Implementation of safe motherhood programs in sub-Saharan African nations requires recognition of signs of potential emergency obstetric cases to facilitate immediate care seeking and urgent medical intervention. This questionnaire-based survey aimed to describe the perception of obstetric danger signs among women of reproductive age, living on the Atlantic coastline of rural Lagos.
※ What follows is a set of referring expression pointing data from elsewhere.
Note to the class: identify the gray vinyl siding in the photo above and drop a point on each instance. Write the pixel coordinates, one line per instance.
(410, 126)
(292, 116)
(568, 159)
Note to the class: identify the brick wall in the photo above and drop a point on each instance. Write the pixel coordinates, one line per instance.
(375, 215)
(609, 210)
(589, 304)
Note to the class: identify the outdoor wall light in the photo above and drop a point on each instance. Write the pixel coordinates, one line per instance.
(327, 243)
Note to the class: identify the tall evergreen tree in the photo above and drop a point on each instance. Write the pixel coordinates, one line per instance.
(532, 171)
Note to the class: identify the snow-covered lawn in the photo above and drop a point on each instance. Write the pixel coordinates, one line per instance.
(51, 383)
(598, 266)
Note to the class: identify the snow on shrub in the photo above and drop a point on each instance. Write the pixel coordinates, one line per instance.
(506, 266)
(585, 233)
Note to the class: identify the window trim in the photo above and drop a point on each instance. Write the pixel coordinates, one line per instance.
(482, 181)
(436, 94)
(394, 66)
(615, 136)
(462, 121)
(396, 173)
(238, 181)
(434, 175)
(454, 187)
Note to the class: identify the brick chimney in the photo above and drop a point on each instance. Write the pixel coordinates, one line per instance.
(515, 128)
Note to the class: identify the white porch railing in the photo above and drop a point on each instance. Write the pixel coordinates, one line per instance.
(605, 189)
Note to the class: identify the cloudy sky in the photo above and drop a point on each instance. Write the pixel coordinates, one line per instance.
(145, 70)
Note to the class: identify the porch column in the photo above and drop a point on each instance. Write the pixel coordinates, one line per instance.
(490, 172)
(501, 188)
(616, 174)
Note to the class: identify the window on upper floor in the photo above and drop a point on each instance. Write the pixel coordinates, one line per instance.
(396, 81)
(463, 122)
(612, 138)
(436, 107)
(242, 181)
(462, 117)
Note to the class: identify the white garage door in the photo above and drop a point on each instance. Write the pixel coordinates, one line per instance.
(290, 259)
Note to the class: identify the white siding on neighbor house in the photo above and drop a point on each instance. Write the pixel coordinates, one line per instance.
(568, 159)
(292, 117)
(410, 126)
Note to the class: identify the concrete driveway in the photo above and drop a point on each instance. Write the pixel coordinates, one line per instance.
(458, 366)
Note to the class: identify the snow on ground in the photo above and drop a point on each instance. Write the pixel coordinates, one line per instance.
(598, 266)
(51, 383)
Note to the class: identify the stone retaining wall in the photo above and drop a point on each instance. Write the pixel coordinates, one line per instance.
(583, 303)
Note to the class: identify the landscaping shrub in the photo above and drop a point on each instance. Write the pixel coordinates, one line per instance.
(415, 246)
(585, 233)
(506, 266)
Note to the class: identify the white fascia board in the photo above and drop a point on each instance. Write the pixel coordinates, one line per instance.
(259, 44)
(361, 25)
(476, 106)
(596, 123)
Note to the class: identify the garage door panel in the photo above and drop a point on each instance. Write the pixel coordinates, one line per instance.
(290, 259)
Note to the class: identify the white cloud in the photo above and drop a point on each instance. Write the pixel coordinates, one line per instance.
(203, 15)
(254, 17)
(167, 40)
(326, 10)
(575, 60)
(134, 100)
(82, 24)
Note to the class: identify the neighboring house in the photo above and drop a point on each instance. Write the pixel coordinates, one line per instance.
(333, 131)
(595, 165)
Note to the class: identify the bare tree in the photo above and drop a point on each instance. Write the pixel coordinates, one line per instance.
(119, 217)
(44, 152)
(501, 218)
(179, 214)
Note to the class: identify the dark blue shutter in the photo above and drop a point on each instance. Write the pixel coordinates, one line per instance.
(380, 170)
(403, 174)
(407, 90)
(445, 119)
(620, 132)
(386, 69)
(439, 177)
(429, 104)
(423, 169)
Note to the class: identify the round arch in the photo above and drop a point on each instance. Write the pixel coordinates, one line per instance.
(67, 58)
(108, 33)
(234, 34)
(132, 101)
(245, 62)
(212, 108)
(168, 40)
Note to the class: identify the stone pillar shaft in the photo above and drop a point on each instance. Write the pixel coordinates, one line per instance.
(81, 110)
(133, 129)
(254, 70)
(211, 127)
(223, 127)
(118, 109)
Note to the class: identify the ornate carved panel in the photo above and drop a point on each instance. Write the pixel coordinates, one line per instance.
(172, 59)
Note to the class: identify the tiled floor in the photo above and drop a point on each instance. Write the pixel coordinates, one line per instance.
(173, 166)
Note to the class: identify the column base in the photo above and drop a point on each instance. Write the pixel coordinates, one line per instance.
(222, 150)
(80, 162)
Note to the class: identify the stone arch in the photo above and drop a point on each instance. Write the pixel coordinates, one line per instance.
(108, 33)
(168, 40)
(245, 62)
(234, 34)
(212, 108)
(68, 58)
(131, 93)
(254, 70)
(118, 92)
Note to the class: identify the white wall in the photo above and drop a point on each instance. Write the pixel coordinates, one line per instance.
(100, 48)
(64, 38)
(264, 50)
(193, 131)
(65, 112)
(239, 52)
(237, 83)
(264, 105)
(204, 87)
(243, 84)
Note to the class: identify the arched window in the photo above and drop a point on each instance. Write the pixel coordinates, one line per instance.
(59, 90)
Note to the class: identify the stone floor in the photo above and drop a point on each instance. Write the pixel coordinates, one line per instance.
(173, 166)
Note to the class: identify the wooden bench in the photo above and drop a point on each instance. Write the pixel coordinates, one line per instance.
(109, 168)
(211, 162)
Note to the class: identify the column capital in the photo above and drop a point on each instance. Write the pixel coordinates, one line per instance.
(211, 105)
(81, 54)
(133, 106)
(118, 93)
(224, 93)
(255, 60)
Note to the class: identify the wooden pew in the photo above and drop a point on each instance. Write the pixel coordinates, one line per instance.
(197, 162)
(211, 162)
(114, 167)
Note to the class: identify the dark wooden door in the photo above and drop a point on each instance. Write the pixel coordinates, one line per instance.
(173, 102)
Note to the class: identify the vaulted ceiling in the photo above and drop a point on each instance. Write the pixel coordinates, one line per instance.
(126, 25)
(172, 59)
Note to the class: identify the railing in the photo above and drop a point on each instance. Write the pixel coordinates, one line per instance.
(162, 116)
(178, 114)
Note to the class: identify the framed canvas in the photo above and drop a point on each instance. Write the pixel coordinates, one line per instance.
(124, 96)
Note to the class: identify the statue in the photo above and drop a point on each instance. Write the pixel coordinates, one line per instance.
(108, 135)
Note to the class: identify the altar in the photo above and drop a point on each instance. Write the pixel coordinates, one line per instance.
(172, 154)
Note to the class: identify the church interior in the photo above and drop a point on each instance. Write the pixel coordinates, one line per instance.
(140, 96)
This cross-sectional, descriptive study took place in two non-congruent communities of Lagos State, Nigeria, between October 2012 and March 2013. Epi Info 7 was used to calculate sample size for the projected population in each community. Statistical analysis was carried out using STATA 13 software. A total of 829 females (20% single, 80% married) participated in the study. Among these, about 76 and 79% disagreed that bleeding and high blood pressure were obstetric danger signs, respectively. Multivariate analysis showed a positive and significant association between awareness of bleeding as obstetric danger sign as the dependent variable and both knowledge of antenatal care (t=6.53, p=0.000) and knowing a woman who died in pregnancy (t=3.34, p=0.001) as independent variables. Rural women on Atlantic Ocean coastline of Lagos had low perception of obstetric danger signs indicating promotion of acceptable maternal health in this environment.

Key words: Perception, danger signs, obstetrics, reproductive age, Atlantic ocean coastline, rural.